Dans un musée, je m’assomme dès que la vie se fige. Ce qui me touche le plus ce sont les grandes portes du Palais royal, où, vers le bas, les reliefs sont effacés par le frottement du passage des ânes. J’imagine immédiatement la rue et les figures. Le décor joue.

(…)

22 mars 1949

Visite du Musée avec le docteur Drioton, figure joviale et qui communique une sorte de vie allègre aux nécropoles. Il glisse de siècle en siècle, nous épargne les oeuvres mineures, ne s’arrête qu’aux chefs-d’oeuvre. Plus je marche, plus je l’écoute, plus je tourne autour des colonnes, plus j’éprouve cette sensation d’un monde noir qui s’accroche comme le lierre, qui refuse de lâcher prise. Coûte que coûte, il faut s’affirmer, se perpétuer, s’incarner, se réincarner, hypnotiser le néant et le vaincre. Les poings fermés, les yeux grands ouverts et fixes, les Pharaons marchent dans le vide, l’endorment, le bravent. C’est pourquoi un musée ne me semble pas sacrilège. Ils ont exigé cette gloire nominale, cette gloire de tragédiens, sous des projecteurs. Ils ne se cachaient pas pour disparaître, mais pour attendre leur entrée en scène. On ne les arrache pas d’une tombe. On les sort d’une coulisse, masqués et gantés d’or.

Au reste, j’en aurai la preuve dans la chambre des momies qu’on ne montre plus au public et dont le docteur nous ouvre la porte. Elles reposent côte à côte, sous des vitres, dans une manière d’hôpital, de salle de triage pour blessés de guerre, de morgue où l’on se penche afin d’essayer d’identifier les victimes. Ces hommes prodigieux ont réussi jusqu’au bout la gageure de se transporter d’effigie en effigie, de muer, de changer de peau. La rage de survivre sculpte toutes ces petites têtes de cuir et de bronze qui montrent le poing. De la salle d’attente où cette grande famille hautaine habite ensemble, chacun s’évade et retrouve ses privilèges dans le musée où quelque forme géante lui permet de prendre ses aises, de vêtir son âme et de crier : « C’est      moi ! ».

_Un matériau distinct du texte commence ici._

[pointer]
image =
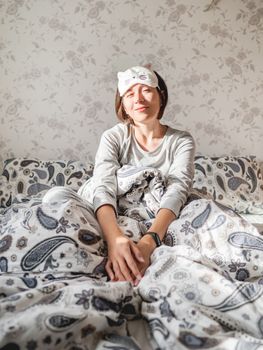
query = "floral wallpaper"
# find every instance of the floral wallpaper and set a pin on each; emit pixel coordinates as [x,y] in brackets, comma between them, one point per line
[59,61]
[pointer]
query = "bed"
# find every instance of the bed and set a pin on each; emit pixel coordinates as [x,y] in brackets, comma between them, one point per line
[204,288]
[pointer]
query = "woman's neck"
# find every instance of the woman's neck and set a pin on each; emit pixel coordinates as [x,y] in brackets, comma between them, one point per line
[149,138]
[150,132]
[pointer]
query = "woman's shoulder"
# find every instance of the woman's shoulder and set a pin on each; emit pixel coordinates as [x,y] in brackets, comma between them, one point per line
[177,133]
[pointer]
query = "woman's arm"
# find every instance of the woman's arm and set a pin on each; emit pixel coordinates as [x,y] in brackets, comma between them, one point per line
[123,255]
[180,174]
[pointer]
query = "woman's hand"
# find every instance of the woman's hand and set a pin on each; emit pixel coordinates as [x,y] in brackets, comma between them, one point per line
[146,246]
[124,257]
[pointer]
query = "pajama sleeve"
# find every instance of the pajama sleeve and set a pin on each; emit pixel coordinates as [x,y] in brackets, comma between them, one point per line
[101,188]
[180,175]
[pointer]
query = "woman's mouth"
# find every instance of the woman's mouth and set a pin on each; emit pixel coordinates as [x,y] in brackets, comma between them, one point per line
[141,109]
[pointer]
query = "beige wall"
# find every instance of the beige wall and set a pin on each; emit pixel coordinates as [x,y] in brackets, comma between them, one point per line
[59,60]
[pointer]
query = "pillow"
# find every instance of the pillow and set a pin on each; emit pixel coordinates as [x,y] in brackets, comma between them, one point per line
[33,176]
[236,182]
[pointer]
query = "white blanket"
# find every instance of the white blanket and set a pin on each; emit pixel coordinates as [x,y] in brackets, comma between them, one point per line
[203,289]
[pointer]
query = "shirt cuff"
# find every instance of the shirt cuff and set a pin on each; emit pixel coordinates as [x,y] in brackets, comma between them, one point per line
[103,199]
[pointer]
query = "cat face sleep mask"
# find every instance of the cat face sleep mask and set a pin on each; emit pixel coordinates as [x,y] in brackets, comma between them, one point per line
[136,75]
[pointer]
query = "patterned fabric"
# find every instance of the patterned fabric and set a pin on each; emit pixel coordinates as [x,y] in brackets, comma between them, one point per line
[236,182]
[33,176]
[199,292]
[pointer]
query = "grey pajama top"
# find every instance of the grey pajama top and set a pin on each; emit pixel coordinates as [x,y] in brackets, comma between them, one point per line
[118,146]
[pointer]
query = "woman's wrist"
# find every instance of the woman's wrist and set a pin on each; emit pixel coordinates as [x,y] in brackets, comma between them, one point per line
[149,242]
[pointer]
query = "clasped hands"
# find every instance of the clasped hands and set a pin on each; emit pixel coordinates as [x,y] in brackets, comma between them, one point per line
[127,261]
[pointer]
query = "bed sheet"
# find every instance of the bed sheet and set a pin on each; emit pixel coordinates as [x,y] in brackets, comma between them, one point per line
[203,289]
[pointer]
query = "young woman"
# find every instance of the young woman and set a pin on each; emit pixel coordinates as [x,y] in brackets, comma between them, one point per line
[140,140]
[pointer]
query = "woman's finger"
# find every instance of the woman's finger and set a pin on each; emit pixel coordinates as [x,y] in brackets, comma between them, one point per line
[109,270]
[134,270]
[119,276]
[125,270]
[137,253]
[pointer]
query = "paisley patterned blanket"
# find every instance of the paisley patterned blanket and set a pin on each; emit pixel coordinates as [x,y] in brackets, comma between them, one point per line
[203,290]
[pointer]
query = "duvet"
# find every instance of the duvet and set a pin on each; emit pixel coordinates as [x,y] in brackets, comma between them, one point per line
[203,289]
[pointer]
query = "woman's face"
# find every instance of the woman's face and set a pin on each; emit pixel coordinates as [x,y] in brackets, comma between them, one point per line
[142,103]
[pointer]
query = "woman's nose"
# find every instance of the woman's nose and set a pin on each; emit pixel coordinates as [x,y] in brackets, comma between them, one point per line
[139,97]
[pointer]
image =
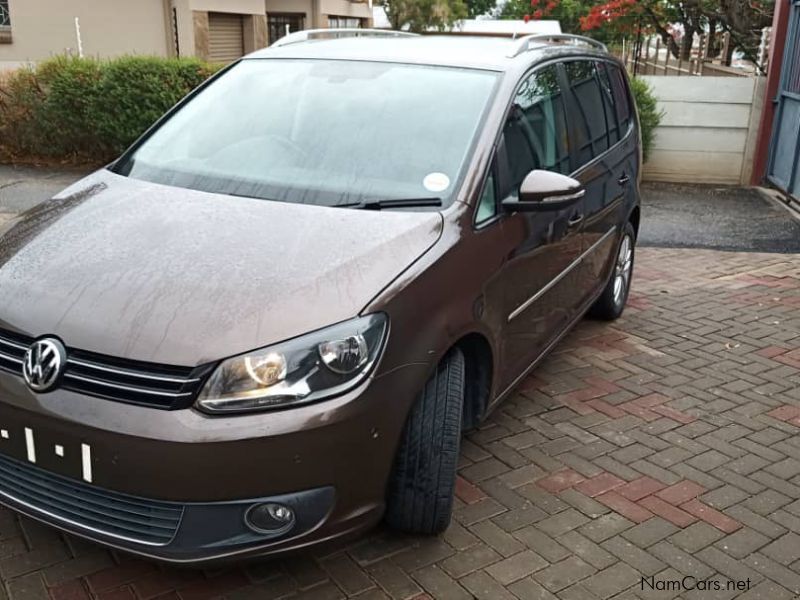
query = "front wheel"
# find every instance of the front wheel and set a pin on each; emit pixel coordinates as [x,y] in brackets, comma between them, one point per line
[611,303]
[422,484]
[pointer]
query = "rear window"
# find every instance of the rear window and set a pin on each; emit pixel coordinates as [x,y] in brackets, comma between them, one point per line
[321,132]
[590,122]
[621,97]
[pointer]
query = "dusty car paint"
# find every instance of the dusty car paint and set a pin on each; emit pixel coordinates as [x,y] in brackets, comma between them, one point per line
[143,272]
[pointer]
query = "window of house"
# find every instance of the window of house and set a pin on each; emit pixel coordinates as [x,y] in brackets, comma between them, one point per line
[590,122]
[536,134]
[335,22]
[281,24]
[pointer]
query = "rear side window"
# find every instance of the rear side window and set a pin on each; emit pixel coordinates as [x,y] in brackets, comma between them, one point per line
[590,121]
[536,134]
[621,97]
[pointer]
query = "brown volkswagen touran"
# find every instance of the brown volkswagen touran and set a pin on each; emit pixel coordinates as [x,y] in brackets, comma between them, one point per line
[268,323]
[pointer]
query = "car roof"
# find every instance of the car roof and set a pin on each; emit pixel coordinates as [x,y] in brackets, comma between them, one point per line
[477,52]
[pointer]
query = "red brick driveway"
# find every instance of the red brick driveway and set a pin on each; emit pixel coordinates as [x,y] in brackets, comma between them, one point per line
[664,445]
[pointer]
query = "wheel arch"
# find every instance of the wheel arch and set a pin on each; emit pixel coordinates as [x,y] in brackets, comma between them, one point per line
[479,367]
[635,218]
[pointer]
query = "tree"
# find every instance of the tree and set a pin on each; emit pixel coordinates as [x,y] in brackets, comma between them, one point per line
[743,19]
[421,15]
[476,8]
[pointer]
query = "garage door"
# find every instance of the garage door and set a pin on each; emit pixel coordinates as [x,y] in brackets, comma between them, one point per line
[225,37]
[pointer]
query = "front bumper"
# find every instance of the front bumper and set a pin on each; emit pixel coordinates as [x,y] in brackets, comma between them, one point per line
[150,470]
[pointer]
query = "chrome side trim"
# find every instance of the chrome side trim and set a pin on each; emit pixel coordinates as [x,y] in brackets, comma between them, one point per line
[134,374]
[576,196]
[127,388]
[525,305]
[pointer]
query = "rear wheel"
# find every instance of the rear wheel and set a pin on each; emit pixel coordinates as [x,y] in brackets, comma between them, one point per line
[420,494]
[611,303]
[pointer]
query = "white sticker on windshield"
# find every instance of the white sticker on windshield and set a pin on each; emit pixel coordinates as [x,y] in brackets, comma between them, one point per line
[436,182]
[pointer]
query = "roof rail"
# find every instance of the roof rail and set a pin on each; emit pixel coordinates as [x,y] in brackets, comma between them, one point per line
[524,42]
[333,33]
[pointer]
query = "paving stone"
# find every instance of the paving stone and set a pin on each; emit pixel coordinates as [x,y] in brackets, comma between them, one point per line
[516,567]
[612,580]
[742,543]
[560,575]
[784,550]
[723,497]
[605,527]
[562,522]
[648,533]
[639,559]
[696,537]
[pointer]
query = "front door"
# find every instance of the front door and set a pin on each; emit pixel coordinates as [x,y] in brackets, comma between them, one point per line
[608,158]
[539,277]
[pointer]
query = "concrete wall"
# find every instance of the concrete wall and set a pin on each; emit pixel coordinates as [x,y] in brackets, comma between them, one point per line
[709,129]
[43,28]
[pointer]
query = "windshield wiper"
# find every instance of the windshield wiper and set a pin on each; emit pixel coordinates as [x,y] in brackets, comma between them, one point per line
[396,203]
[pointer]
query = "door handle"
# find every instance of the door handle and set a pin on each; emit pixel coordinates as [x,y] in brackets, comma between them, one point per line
[575,220]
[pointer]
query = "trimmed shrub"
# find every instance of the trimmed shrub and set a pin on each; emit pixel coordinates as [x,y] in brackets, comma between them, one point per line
[74,109]
[134,92]
[649,114]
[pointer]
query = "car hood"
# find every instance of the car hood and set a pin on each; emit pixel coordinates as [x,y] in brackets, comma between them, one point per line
[153,273]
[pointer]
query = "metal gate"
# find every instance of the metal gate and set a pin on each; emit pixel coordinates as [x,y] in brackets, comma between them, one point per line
[784,164]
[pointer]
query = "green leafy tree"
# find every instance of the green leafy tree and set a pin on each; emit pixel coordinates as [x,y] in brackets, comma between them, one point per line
[421,15]
[476,8]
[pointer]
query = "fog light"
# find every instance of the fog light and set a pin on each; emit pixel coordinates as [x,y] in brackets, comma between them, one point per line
[270,518]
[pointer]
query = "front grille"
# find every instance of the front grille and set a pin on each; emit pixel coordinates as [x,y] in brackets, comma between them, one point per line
[124,517]
[133,382]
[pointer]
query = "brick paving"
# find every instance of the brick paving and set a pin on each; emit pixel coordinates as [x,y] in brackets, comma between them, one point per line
[659,446]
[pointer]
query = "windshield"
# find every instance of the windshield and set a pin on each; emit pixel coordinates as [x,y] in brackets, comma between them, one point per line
[321,132]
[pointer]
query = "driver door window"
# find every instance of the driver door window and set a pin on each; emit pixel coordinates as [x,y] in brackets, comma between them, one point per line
[536,134]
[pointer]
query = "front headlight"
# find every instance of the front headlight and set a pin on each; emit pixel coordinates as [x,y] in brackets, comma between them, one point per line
[318,365]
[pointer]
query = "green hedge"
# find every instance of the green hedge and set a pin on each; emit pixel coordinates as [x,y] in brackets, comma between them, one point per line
[649,113]
[77,109]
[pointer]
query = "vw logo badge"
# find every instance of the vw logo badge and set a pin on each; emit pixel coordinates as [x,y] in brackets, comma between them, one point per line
[43,364]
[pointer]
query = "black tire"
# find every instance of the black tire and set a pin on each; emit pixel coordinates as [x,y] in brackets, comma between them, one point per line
[423,479]
[611,303]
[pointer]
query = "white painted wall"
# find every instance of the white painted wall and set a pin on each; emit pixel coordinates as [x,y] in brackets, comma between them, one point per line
[707,130]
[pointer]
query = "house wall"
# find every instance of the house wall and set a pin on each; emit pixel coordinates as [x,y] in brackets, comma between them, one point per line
[708,131]
[43,28]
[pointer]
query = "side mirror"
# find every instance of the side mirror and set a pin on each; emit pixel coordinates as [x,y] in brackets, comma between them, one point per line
[543,191]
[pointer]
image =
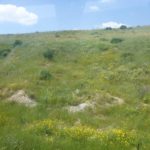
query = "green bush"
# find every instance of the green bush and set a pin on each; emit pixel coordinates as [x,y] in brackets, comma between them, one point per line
[116,40]
[17,43]
[45,75]
[48,54]
[4,53]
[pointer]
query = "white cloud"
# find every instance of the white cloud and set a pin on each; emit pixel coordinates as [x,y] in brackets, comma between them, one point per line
[106,1]
[14,14]
[94,8]
[111,24]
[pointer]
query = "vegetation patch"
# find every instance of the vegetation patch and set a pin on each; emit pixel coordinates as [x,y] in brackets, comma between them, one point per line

Qu’il est beau, ce Séti Ier, avec son nez mince, ses dents découvertes, toute sa petite figure de proie, toute sa petite figure morte, réduite à la seule exigence de ne pas mourir. Moi ! Moi ! Moi ! C’est le mot qui se répercute sous les voûtes. Et le riche fonctionnaire qui, sur sa stèle, imite l’attitude et le profil du roi, le crie à tue-tête.

Et même il forme écho lorsque ce ministre, avec et sans perruque, avec et sans pagne, se contemple, face à face avec lui-même. Et les quatre petites têtes en albâtre de Tut-Ank-Ammon, qui se regardent, disposées comme le reflet d’un miroir à trois faces, sur le coffre aux entrailles, se disent : « Moi, moi, moi, moi ».

(…)

Partout le mort se protège contre les forces méchantes qui risqueraient de le distraire, de l’obliger à être un vrai mort, de sombrer dans le sommeil.

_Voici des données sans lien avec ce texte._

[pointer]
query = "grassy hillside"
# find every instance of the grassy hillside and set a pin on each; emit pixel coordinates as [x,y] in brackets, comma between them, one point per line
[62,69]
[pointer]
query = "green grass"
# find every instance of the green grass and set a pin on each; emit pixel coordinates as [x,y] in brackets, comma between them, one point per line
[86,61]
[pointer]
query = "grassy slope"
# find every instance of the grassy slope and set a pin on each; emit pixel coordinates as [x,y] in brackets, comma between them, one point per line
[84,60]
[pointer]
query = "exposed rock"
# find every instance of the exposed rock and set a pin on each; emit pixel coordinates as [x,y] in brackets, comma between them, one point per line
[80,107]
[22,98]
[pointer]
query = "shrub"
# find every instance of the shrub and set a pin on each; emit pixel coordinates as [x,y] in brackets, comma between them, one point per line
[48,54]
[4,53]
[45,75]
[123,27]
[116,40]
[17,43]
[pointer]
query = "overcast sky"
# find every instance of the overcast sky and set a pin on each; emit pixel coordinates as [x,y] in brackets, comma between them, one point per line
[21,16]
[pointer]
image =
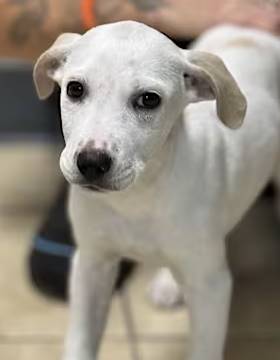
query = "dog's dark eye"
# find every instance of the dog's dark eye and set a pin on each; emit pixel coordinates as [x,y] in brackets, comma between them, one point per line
[148,100]
[75,90]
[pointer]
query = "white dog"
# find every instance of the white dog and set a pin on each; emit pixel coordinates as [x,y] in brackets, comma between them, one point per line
[154,178]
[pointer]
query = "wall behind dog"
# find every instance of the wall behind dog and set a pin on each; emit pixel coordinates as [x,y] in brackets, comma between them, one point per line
[30,141]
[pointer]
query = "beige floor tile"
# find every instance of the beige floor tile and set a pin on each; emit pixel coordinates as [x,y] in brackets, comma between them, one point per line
[30,352]
[255,306]
[109,350]
[119,350]
[30,175]
[253,349]
[254,246]
[163,350]
[150,320]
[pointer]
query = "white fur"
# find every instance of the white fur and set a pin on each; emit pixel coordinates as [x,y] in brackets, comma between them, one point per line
[188,178]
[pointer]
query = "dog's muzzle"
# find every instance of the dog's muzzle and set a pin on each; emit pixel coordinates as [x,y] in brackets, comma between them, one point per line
[94,164]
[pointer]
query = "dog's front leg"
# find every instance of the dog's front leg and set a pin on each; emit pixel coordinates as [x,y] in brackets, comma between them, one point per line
[91,287]
[208,295]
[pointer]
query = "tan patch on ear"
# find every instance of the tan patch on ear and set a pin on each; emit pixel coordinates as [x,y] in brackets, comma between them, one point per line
[242,42]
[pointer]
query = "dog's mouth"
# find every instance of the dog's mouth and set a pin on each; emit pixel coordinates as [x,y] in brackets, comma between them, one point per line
[95,188]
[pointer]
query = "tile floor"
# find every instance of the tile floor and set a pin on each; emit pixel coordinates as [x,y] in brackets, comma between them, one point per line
[32,326]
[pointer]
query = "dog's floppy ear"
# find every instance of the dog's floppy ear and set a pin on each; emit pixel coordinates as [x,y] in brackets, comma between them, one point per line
[206,78]
[47,69]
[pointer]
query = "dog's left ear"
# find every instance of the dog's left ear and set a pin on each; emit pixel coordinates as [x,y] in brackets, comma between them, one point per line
[48,68]
[206,77]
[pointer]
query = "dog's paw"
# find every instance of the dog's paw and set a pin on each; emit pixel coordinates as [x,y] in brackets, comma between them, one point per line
[164,290]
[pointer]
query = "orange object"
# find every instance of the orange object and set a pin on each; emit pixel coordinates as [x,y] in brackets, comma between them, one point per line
[87,12]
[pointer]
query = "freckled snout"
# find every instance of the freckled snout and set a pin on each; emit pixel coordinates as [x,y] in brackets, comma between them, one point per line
[93,164]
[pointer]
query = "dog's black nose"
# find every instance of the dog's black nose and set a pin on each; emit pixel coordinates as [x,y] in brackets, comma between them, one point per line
[93,164]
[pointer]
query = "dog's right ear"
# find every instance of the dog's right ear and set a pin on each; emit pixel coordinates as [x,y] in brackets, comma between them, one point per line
[48,68]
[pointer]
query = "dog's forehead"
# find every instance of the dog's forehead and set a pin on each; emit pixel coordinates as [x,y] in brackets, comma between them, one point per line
[123,44]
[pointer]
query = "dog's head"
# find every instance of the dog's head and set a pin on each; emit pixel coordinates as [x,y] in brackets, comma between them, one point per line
[123,86]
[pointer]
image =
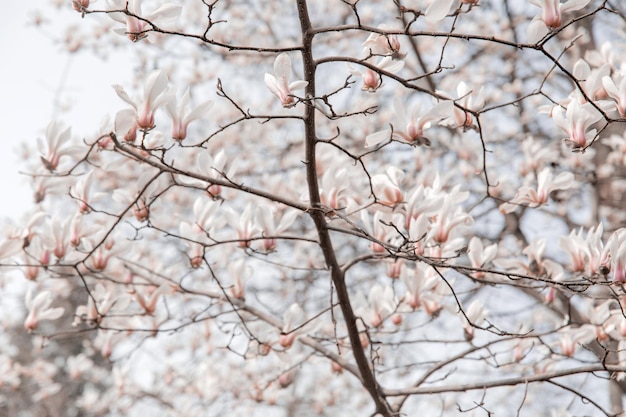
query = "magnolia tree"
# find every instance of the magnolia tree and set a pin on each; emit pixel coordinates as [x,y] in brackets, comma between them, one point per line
[331,207]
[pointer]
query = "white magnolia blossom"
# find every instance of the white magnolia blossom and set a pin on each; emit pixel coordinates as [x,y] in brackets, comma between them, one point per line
[279,83]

Et cette Égypte, qui marque sa route plate par des bornes vivantes, ne sera que la mise au point d’une Égypte néolithique éteinte faute d’écriture, faute de tailler la pierre à un autre usage que celui des armes et dont l’ébauche n’existera qu’en maquettes d’ivoire après lesquelles l’avenir exécutera son programme. Costumes et décors, en voici maintenant le théâtre et le magasin d’accessoires auquel rien ne manque : les salles de Tut-Ank-Ammon.

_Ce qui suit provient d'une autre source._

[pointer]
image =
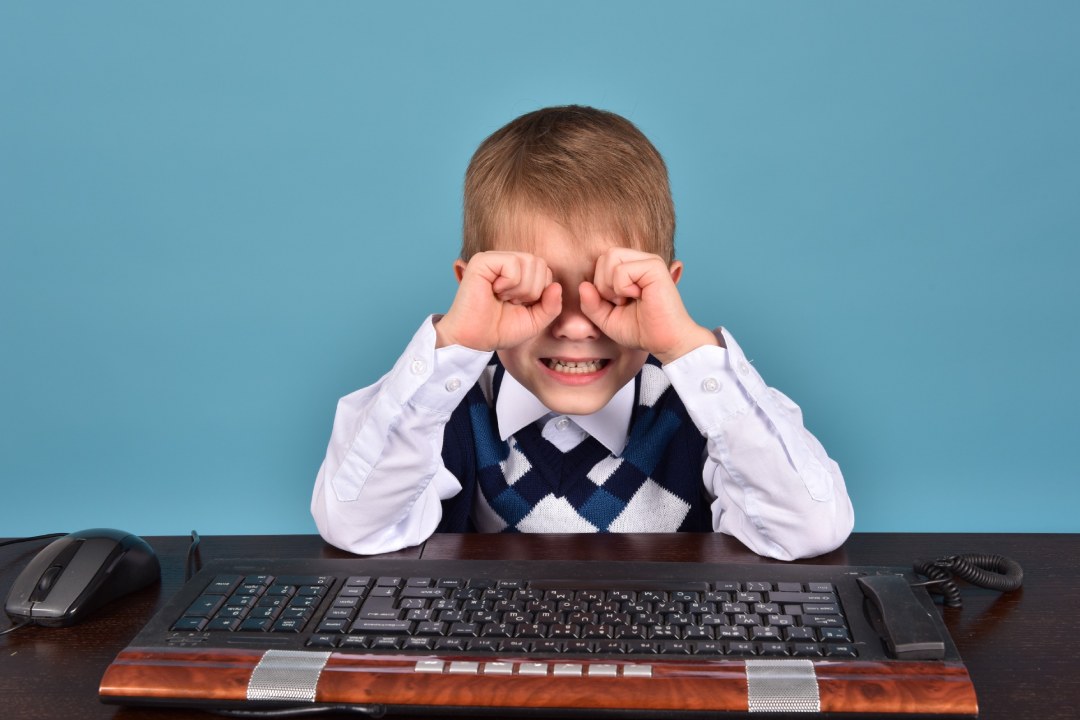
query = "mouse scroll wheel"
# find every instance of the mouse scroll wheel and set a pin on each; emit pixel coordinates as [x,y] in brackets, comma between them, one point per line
[45,584]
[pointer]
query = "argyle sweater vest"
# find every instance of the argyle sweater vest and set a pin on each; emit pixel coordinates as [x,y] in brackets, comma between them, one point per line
[525,484]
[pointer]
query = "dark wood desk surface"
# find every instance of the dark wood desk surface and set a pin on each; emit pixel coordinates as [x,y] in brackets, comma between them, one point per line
[1021,648]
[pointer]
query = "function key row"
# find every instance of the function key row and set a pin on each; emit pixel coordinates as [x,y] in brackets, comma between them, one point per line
[255,603]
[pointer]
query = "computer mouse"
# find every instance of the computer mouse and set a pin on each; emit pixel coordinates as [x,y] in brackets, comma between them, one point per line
[78,573]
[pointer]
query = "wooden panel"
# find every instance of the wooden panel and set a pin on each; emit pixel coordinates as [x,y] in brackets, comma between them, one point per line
[719,684]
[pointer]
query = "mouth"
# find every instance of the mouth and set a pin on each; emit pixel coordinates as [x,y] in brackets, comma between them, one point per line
[575,367]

De ce jeune malade, fils de l’inceste, nous pourrons imaginer le luxe. Ses sièges, ses coffres, ses bagues, ses boucles d’oreilles, ses barbes postiches, ses gants, ses lits, ses chars, ses cannes, ses crochets, ses martinets, nous apparaissent sans trace de décrépitude. Tout est neuf, étincelant, prêt à l’usage. Et ce qui rayonnait autour on se le représente rien qu’à voir le lotus d’albâtre où il a bu. Le char nous montre le cheval noir empanaché ; la boîte à maquillage, le khôl des yeux ; les sandales d’or, la démarche. Je le répète, ce jeune roi poitrinaire a réussi son coup. Plusieurs siècles s’écoulent et il se donne en spectacle.

(…)

Passée la porte du Musée, le peuple du Caire nous console un peu de vivre un âge sordide. Un dernier souffle d’élégance le drape. Sa main d’aveugle qui ne travaille plus pour aucun mécène arrange encore somptueusement les étoffes. Deux époques, celle du peuple, celle des automobiles américaines, se croisent, se bousculent sans se voir. À ce jeu, l’une et l’autre deviennent des fantômes. Tout le problème de l’Égypte est là.